If we align all the vectors ${\bf v}$ that satisfy the eigenvalue equation as column vectors in a new matrix $V$, then

$$
A V = V  
  \begin{pmatrix}
    \lambda_{1} & 0 & 0\\
    0 & \ddots & 0  \\
    0 &  0 & \lambda_{n}
  \end{pmatrix}
$$

where we have a diagonal matrix 
$$
\Lambda= \begin{pmatrix}
    \lambda_{1} & 0  & 0 \\
    0 & \ddots & 0  \\
    0 &  0 & \lambda_{n}
  \end{pmatrix}
$$

We can now multiply by $V^{-1}$ from the left

$$V^{-1} A V= \Lambda$$

This is called diagonalizing a matrix. 

In [92]:
evals, evecs = np.linalg.eig(A)

In [93]:
print(evals)

[ 3. -1.]


The eigenvectors are the columns of the following matrix

In [94]:
print(evecs)

[[ 0.70710678 -0.70710678]
 [ 0.70710678  0.70710678]]


In [95]:
print(B)

[[5 6]
 [7 8]]


Indexing of a matrix should be done as matrix[rows, columns]

In [96]:
B[:,0] # Gives us all rows, first column

array([5, 7])

In [97]:
B[1,:] # Gives us second row, all columns

array([7, 8])

We need to address the first eigenvector as follows

In [98]:
evecs[:,0]

array([0.70710678, 0.70710678])

and not as 

In [99]:
evecs[0]

array([ 0.70710678, -0.70710678])

which refers to the <b>first</b> row, not the first column of the eigenvector matrix. 

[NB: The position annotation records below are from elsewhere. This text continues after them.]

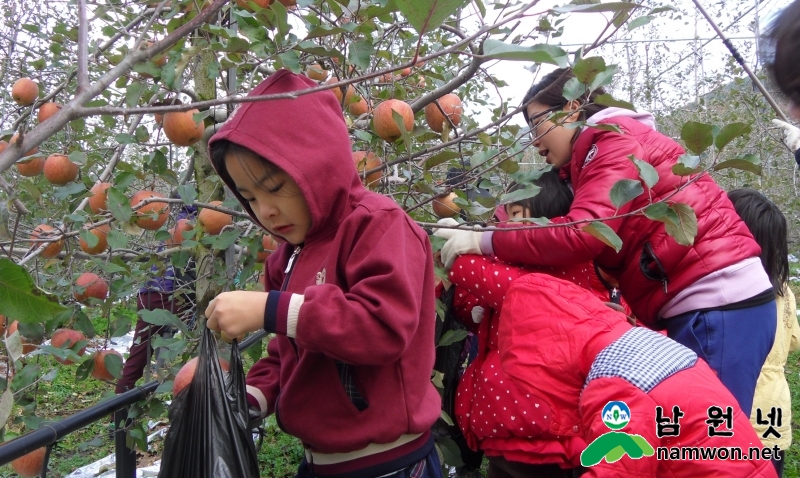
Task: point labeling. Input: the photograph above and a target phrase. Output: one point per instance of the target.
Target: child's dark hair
(554, 199)
(783, 38)
(767, 224)
(550, 92)
(222, 149)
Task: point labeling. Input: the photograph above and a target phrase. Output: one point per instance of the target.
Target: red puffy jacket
(600, 159)
(559, 342)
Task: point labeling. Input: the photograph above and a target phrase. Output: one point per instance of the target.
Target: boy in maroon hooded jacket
(349, 295)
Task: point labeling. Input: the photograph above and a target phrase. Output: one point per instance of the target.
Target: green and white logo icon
(612, 446)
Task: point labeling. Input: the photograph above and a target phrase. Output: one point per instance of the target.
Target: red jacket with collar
(364, 277)
(492, 412)
(599, 160)
(559, 342)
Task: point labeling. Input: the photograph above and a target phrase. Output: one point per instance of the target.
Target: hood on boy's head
(305, 136)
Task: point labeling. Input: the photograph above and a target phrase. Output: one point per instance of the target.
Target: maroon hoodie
(357, 311)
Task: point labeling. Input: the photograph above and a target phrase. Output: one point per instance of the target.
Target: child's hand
(791, 134)
(237, 312)
(458, 242)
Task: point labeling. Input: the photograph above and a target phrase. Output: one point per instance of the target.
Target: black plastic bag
(208, 434)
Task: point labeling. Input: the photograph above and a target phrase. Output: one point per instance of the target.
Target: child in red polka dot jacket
(509, 425)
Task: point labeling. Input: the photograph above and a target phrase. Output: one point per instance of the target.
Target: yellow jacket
(772, 389)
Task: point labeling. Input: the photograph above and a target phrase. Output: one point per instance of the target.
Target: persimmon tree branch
(72, 109)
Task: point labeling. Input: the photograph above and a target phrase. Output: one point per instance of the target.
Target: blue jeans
(735, 343)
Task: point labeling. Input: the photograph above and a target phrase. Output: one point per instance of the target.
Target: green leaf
(687, 165)
(70, 189)
(6, 404)
(749, 162)
(428, 15)
(495, 49)
(29, 373)
(573, 89)
(646, 171)
(608, 100)
(625, 191)
(324, 30)
(281, 18)
(529, 191)
(21, 299)
(586, 69)
(605, 234)
(125, 138)
(440, 158)
(117, 239)
(596, 7)
(657, 211)
(729, 132)
(684, 229)
(400, 122)
(697, 136)
(221, 241)
(452, 336)
(119, 205)
(361, 52)
(639, 22)
(113, 364)
(90, 239)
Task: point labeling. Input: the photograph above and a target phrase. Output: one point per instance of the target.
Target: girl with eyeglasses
(712, 296)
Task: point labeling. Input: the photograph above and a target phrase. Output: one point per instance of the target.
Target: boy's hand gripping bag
(208, 435)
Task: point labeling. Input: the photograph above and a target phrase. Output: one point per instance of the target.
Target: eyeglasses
(534, 124)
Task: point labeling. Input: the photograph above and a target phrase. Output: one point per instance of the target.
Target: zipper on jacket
(285, 284)
(289, 265)
(288, 272)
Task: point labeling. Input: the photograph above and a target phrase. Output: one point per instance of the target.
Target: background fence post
(125, 457)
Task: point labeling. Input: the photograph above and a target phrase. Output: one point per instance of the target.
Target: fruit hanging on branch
(100, 369)
(154, 214)
(59, 170)
(445, 206)
(51, 249)
(29, 153)
(88, 285)
(316, 72)
(181, 128)
(25, 91)
(176, 232)
(67, 338)
(98, 201)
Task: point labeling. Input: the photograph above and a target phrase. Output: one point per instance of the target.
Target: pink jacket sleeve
(558, 246)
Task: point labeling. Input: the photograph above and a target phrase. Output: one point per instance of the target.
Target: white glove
(477, 314)
(791, 134)
(458, 242)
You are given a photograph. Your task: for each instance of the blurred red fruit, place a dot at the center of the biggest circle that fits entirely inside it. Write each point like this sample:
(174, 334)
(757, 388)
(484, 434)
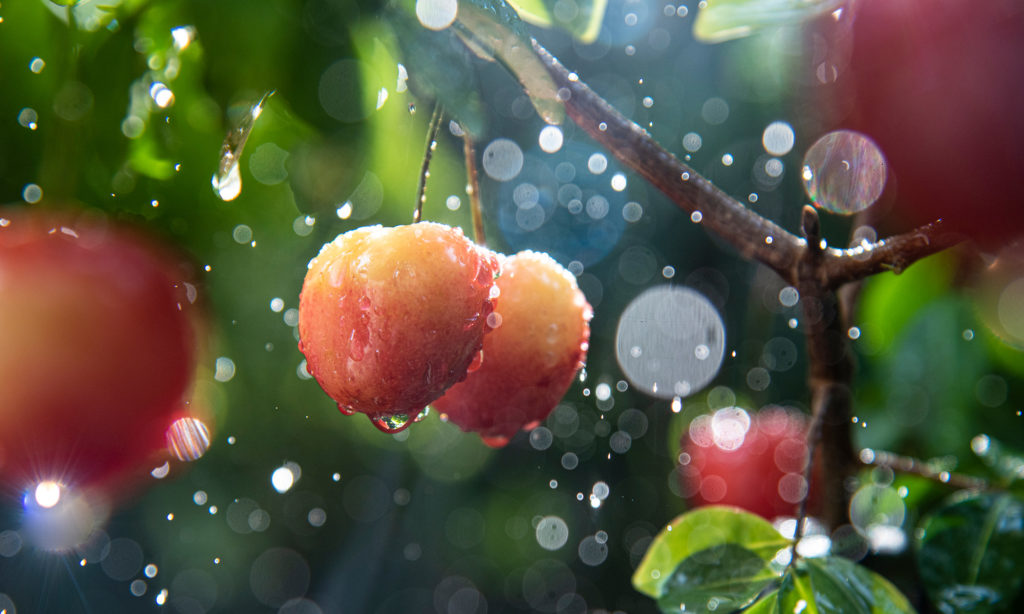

Let us show that the computed vectors and values satisfy the eigenvalue equation: $$ A {\bf v} = \lambda {\bf v}$$

In [100]:
evecs[:,1]

array([-0.70710678,  0.70710678])

In [101]:
np.dot(A, evecs[:,1])/evals[1] 

array([-0.70710678,  0.70710678])

In [102]:
np.dot(A, evecs[:,1]) - evals[1] * evecs[:,1]

array([7.77156117e-16, 1.11022302e-16])

The function np.allclose() is used to find if two arrays are element-wise equal within a very small tolerance

In [103]:
np.allclose(np.dot(A, evecs[:,1]), evals[1] *evecs[:,1])

True

In [104]:
np.allclose(np.dot(A, evecs[:,1]), np.array([1,2]))

False

This final part demonstrates one practical use of numpy.  Principal Component Analysis could be performed by finding eigenvectors and eigenvalues of matrices, which is one analysis that is common in data analysis of all types.